Their examples are flawed.

The US has a bicameral system, which makes it more difficult to adopt legislation when the Senate and the House of Representatives are controlled by different parties.  Many other democracies also have bicameral systems.  Singapore has a unicameral system.

The US president and his cabinet are not members of Congress.  Neither the president nor the leader of the Senate or the House can compel any Senator or Representative to support the president's policies.  The parliamentary system does not work in this way.  The party whip is seldom lifted to allow members of parliament the discretion to vote as they wish.

Candidates for US Congress have to raise campaign money, collect signatures to get their names on the ballot, and personally appeal to registered voters of their party in primary elections.  Thus, local issues can be as important as, or more important than, national issues to individual congressmen.  In many other democracies, the party controls whether to allow candidates to run, and actually puts their names on the ballot.

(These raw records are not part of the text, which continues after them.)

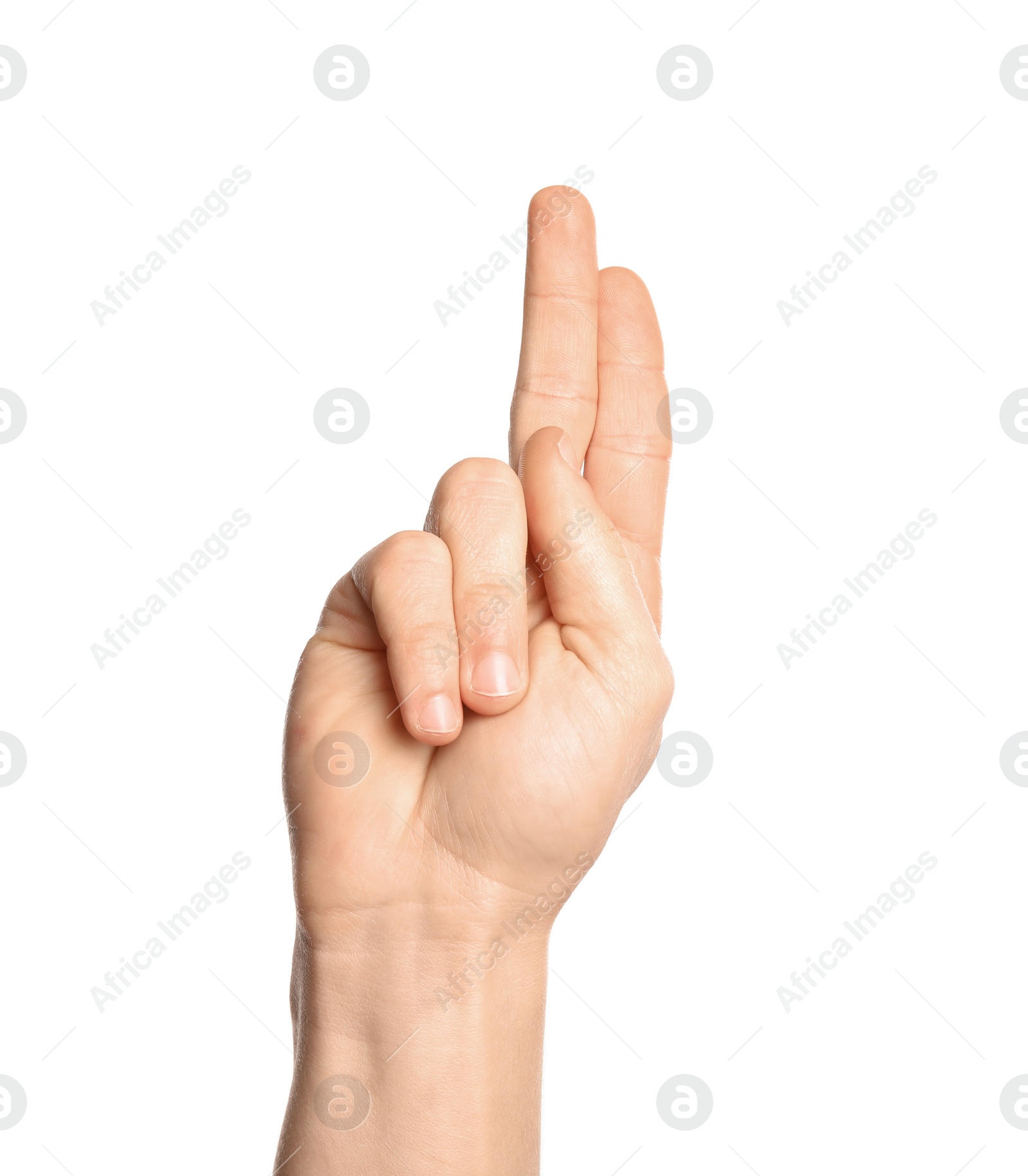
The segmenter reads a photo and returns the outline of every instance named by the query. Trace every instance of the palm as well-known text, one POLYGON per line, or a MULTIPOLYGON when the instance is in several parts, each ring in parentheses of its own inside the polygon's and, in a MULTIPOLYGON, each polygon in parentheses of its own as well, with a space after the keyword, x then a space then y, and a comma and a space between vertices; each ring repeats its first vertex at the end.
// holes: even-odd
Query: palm
MULTIPOLYGON (((523 552, 526 536, 529 552, 552 555, 549 536, 570 534, 566 519, 590 521, 574 528, 574 542, 561 540, 567 550, 550 567, 543 560, 546 574, 509 615, 461 641, 460 659, 439 656, 438 635, 429 648, 435 617, 409 620, 421 607, 410 589, 419 575, 432 593, 434 566, 421 552, 434 535, 394 536, 333 590, 298 670, 286 746, 298 901, 308 920, 534 895, 580 853, 599 850, 655 753, 669 693, 654 628, 669 448, 657 428, 660 335, 634 275, 598 274, 592 215, 576 200, 529 254, 510 439, 516 462, 532 436, 523 499, 506 467, 505 479, 493 465, 468 463, 474 485, 495 486, 503 499, 502 526, 486 517, 475 532, 480 495, 469 516, 461 513, 461 467, 440 483, 426 524, 453 549, 458 623, 462 580, 468 592, 495 583, 498 564, 509 564, 519 542, 523 552), (569 355, 580 370, 568 377, 569 355), (558 373, 572 395, 550 390, 558 373), (579 392, 590 387, 592 400, 579 392), (555 423, 586 454, 585 479, 559 456, 554 465, 555 430, 546 426, 555 423), (489 557, 500 530, 507 555, 489 557), (488 574, 476 573, 474 559, 492 564, 488 574), (478 646, 515 650, 519 623, 521 690, 478 697, 467 662, 478 646), (456 734, 418 726, 416 708, 436 690, 456 691, 456 734), (318 768, 331 733, 353 733, 369 749, 353 787, 318 768)), ((488 503, 482 509, 488 516, 488 503)), ((433 559, 446 550, 435 544, 433 559)))

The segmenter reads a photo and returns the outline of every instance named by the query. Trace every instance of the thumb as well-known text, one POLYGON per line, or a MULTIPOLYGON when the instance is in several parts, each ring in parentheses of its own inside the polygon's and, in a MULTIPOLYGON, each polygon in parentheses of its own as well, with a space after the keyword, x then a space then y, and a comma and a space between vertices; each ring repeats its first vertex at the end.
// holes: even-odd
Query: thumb
POLYGON ((666 659, 621 535, 580 468, 570 439, 554 426, 526 442, 519 474, 529 554, 565 646, 619 693, 622 681, 635 693, 666 659))

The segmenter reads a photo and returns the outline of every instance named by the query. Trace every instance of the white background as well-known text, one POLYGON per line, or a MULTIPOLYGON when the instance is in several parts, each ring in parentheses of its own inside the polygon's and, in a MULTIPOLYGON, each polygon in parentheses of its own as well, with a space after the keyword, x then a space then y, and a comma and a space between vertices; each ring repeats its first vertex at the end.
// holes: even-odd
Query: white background
POLYGON ((74 0, 42 31, 59 7, 0 26, 28 65, 0 102, 0 386, 28 407, 0 447, 0 729, 28 750, 0 789, 0 1073, 28 1093, 0 1168, 271 1171, 281 700, 333 581, 453 462, 506 456, 522 258, 446 327, 433 302, 586 166, 600 263, 645 276, 669 386, 714 406, 675 448, 665 561, 665 729, 714 769, 653 770, 558 922, 543 1171, 1023 1170, 999 1111, 1028 1071, 1028 790, 999 769, 1028 727, 1028 449, 999 425, 1028 383, 1028 103, 999 80, 1023 6, 74 0), (354 101, 313 83, 339 44, 371 62, 354 101), (656 85, 681 44, 714 62, 696 101, 656 85), (236 165, 228 213, 98 326, 236 165), (786 327, 923 165, 914 214, 786 327), (371 405, 352 446, 312 425, 340 386, 371 405), (91 644, 236 508, 229 554, 100 670, 91 644), (787 670, 777 643, 923 508, 916 554, 787 670), (98 1013, 238 850, 228 901, 98 1013), (924 850, 916 898, 786 1013, 924 850), (714 1093, 694 1131, 655 1110, 682 1073, 714 1093))

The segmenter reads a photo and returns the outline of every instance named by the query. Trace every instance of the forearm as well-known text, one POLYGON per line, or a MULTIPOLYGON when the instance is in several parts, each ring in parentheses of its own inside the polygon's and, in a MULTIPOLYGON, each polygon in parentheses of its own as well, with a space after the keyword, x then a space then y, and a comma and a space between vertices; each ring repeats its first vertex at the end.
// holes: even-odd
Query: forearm
POLYGON ((518 934, 389 917, 328 950, 298 936, 282 1176, 538 1172, 548 933, 518 934))

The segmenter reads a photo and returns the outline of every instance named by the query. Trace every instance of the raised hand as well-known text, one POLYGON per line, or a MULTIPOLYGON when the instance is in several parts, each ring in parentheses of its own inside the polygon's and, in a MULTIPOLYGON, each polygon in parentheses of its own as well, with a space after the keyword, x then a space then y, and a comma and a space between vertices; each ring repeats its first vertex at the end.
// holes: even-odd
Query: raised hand
POLYGON ((660 743, 660 329, 583 195, 529 226, 510 463, 443 474, 296 673, 287 1174, 536 1170, 546 931, 660 743))

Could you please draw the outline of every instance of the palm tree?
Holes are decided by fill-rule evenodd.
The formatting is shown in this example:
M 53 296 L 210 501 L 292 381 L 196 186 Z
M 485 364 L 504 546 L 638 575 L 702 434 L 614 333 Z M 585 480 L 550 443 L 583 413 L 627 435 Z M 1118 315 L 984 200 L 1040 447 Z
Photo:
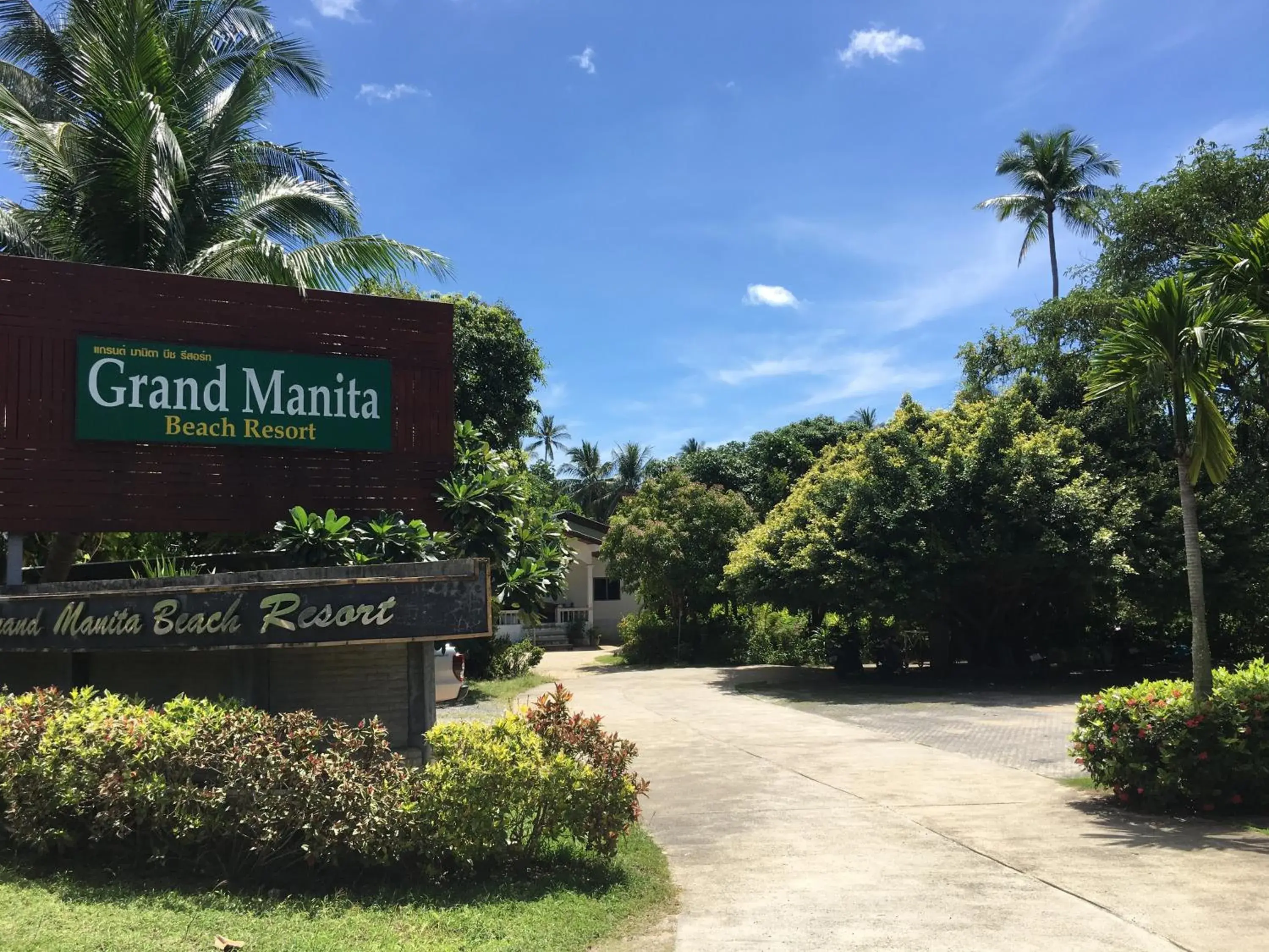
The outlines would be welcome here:
M 286 284 L 348 287 L 449 263 L 363 235 L 325 157 L 258 138 L 279 91 L 321 65 L 263 0 L 0 0 L 0 133 L 30 183 L 0 199 L 0 253 Z M 82 533 L 55 536 L 46 580 Z
M 1217 484 L 1230 473 L 1233 442 L 1216 402 L 1217 385 L 1222 371 L 1259 349 L 1269 319 L 1249 314 L 1240 298 L 1203 296 L 1185 275 L 1160 281 L 1145 297 L 1123 305 L 1121 317 L 1122 324 L 1108 330 L 1093 352 L 1088 400 L 1123 392 L 1132 410 L 1145 395 L 1162 402 L 1171 419 L 1193 626 L 1194 698 L 1202 701 L 1212 692 L 1212 651 L 1194 484 L 1202 471 Z
M 1077 235 L 1096 235 L 1098 216 L 1094 199 L 1104 190 L 1093 184 L 1103 175 L 1119 174 L 1119 162 L 1098 149 L 1088 136 L 1074 129 L 1023 132 L 1018 147 L 1001 152 L 996 175 L 1013 179 L 1018 192 L 980 202 L 977 208 L 991 208 L 997 221 L 1018 218 L 1027 223 L 1018 264 L 1042 235 L 1048 235 L 1048 260 L 1053 269 L 1053 297 L 1058 297 L 1057 240 L 1053 220 L 1057 215 Z
M 605 519 L 613 493 L 613 465 L 604 462 L 599 447 L 582 440 L 569 451 L 569 462 L 560 471 L 567 477 L 569 495 L 577 500 L 582 512 L 594 519 Z
M 444 258 L 363 235 L 325 157 L 256 137 L 279 91 L 320 94 L 263 0 L 0 0 L 0 129 L 30 183 L 0 250 L 296 288 Z
M 547 461 L 547 465 L 553 467 L 556 451 L 567 449 L 563 442 L 572 434 L 569 433 L 569 429 L 563 424 L 556 423 L 555 416 L 542 414 L 542 419 L 529 432 L 529 435 L 533 439 L 524 448 L 530 453 L 541 449 L 542 458 Z
M 1250 227 L 1231 225 L 1216 244 L 1185 255 L 1204 287 L 1217 297 L 1246 297 L 1269 314 L 1269 215 Z
M 872 406 L 860 406 L 846 418 L 846 423 L 858 423 L 865 430 L 871 430 L 877 425 L 877 410 Z
M 613 472 L 617 479 L 614 501 L 623 495 L 638 491 L 651 459 L 652 447 L 643 447 L 638 443 L 623 443 L 613 451 Z

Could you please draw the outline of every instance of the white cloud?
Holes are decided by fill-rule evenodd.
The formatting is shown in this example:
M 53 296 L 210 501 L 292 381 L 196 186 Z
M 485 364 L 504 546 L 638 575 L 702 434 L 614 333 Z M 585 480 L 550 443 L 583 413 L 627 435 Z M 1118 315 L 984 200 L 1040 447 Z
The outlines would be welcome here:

Significant authority is also vested with the legislatures in each of the 50 states of the US, and each of them can facilitate or impede the implementation of federal programmes.

Sometimes a general election does not produce a clear winner with the mandate to govern on its own or with its coalition partner or partners.  In such cases, the governments that emerge usually have to compromise or sacrifice some of their ideologies in order to gain the support of minority parties and/or independent legislators.  These governments are likely to be weak and unstable because the fringe entities hold the core entities to ransom over a multitude of issues.

The problem in these democracies lies not with a two- or multi-party parliamentary system, but with the inability of every party there to demonstrate that its policies are the best for the country and the people.

Mr Heng's comments additionally show why a two- or multi-party system is needed.

There are often no right or wrong answers in economic and fiscal policies.  For example, economists are divided whether governments should tighten their belts and practise fiscal prudence or spend their way out of a recession.

It is only when a policy is implemented that people have the opportunity to assess its effectiveness.  Even then, it is difficult to say with certainty whether that policy was better or more appropriate in the circumstances than the policies that were not implemented.  When a policy is not implemented, how it might have worked is pure conjecture because no one knows.  So it seems rather presumptuous to say that “right policies” were not implemented.

Such presumptions will likely be rigorously challenged in an effective two- or multi-party system.

An opposition with a critical mass fulfils at least two critical roles: (a) ensure robust debate of ideas and policies in the legislature by elected representatives who are not subject to the ruling party's whip; and (b) provide an effective alternative to the incumbent, if not immediately, then as soon as possible.

It's rather bizarre for a political party (it has to be the ruling party, not an opposition party) in a democracy to argue that the country will be better off with only one political party in parliament.